Lutie missed teaching. She especially enjoyed helping the beginners’ reading skills. She volunteered at the Wray elementary school to help with the reading programs. She touched the lives of the many children who came through her classrooms in Eckley, Vernon and Wray. She was so proud of their accomplishments and successes in their lives. It gave her great pleasure to hear a student say, “Hi, Mrs. Wakefield”.
Lutie was a firm believer in the WRAC. She enjoyed water therapy there for 20 years. She walked a mile every day on the farm and continued that goal at the WRAC after moving to town after her husband, Jim, passed. She had fun participating in the walking challenges at the WRAC. Lutie learned Yoga and how to use some of the exercise machines. Even while she was living at the Towers, she “walked the fence” as weather permitted.
Music was a large part of Lutie’s life. She would sit down at the piano and start playing. Soon the whole family was there singing along. She made sure that her girls had lessons to learn to play the piano (one success, two, not so much). The piano was the entertainment when she was growing up.
Lutie enjoyed traveling. She and Jim traveled to the Federal Land Bank conventions when Jim was on the board. They took family vacations when the girls were small, including trips to Washington state, the Black Hills and Mount Rushmore, and Mesa Verde. After the girls had all moved away, the trips were for Christmas, to meet new grandchildren, for weddings, anniversaries, for good-byes and for good times…. Lots of Good Times.
Lutie was raised in the Methodist Church and her religion guided her life. She began and ended each day by reading her Bible. She participated in and led many Friendship Bible classes. She was a member of the Methodist Women’s Club.
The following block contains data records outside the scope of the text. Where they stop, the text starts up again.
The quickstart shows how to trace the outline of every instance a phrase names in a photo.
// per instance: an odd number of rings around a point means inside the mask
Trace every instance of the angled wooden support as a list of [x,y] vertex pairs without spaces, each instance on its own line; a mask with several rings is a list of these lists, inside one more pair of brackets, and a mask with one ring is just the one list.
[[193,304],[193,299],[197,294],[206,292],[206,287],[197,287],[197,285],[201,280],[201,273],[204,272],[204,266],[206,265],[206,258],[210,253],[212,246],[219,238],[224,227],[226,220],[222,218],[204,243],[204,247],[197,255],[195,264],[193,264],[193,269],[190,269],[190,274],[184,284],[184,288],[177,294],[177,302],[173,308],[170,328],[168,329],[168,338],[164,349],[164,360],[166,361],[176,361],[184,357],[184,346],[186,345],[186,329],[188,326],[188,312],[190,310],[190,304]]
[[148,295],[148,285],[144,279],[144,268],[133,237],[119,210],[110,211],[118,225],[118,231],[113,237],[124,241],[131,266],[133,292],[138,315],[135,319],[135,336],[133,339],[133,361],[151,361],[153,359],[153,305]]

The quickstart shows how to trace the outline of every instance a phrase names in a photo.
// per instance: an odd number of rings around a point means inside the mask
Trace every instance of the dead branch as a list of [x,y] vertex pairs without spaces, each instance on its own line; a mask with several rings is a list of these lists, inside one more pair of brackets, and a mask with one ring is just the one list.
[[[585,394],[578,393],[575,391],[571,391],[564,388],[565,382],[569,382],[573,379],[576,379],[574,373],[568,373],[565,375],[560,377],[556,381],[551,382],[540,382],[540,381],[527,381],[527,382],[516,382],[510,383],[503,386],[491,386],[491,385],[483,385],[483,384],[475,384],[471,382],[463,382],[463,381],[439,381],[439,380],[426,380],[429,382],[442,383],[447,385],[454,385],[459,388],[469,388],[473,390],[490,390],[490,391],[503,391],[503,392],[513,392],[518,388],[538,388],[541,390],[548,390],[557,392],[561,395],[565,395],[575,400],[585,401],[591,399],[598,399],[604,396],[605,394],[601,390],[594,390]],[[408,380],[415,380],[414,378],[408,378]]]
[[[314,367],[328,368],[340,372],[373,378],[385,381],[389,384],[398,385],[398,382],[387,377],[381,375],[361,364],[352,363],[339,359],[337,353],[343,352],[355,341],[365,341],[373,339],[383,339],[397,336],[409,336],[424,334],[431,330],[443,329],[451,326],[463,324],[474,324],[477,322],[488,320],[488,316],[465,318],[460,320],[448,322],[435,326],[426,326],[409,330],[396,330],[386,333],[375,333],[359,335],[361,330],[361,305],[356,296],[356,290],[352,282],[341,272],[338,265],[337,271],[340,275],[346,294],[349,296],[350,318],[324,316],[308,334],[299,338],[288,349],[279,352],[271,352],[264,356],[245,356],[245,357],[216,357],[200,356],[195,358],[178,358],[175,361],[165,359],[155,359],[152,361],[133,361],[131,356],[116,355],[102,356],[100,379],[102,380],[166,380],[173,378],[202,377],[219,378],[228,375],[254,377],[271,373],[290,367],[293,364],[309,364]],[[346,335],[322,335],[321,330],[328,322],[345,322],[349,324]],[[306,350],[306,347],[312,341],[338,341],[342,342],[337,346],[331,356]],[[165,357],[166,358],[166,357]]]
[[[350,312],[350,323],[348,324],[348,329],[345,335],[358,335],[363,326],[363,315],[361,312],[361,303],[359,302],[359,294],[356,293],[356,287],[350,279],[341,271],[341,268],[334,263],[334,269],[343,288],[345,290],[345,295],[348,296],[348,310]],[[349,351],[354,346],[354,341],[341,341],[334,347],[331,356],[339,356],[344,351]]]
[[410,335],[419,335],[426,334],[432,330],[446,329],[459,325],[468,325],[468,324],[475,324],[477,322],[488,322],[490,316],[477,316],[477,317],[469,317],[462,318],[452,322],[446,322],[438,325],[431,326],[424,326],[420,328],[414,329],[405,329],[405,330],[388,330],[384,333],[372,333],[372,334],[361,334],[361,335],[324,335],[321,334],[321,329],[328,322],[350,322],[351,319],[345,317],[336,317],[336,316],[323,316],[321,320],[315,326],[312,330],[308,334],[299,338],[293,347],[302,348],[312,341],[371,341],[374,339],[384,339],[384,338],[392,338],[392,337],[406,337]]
She helped with organizing the Church library and was part of many other Church projects. She donated to scholarships for helping young Methodists go to college.
Lutie loved reading, swinging on her swing, and beating her husband, Jim, at UNO. Sunday night was letter writing to daughters, sisters, and friends.
One hundred and two years is a long time, but it shows how much a person can accomplish without a TV, computer, or a smart phone.
Lutie is survived by three daughters, Carol Blatnick of Bayfield, Barbara (Gilbert) Cerise and Peggy (Bill) Porter of Renton, WA, grandchildren, Lara Blatnick of Denver, Andy (Jessica) Blatnick of Mesa, AZ, Katy (Brad) Gagne of Earlham, IA, Gil (Kristina) Cerise and Corey Cerise of Seattle, WA, Darcie (Matt) Farrow of Albuquerque, NM, and Doug (Gina) Porter of Sumner, WA. Eight great-grandchildren who also survive her are Meghan Olson, Amy and Abby Blatnick, Taylor Porter, Colin and Caitlin Cerise and Eric and Thomas Farrow.
A Visitation will be held on Friday, September 15, 2023 from 8:00 a.m. to 5:00 p.m. at the Schmidt-Jones Funeral Home in Wray, Colorado.
Funeral services will be held at 10:00 am on Saturday September 16 in the United Methodist Church in Wray, Colorado with Pastor Lisa Nordan officiating.
Interment will be at Glendale Cemetery in Vernon following the services.
Memorials may be made in Lutie’s honor to the WRAC, EYCHS, Wray United Methodist Church and the Wray Public Library.
Schmidt/Jones Funeral Home is in charge of arrangements.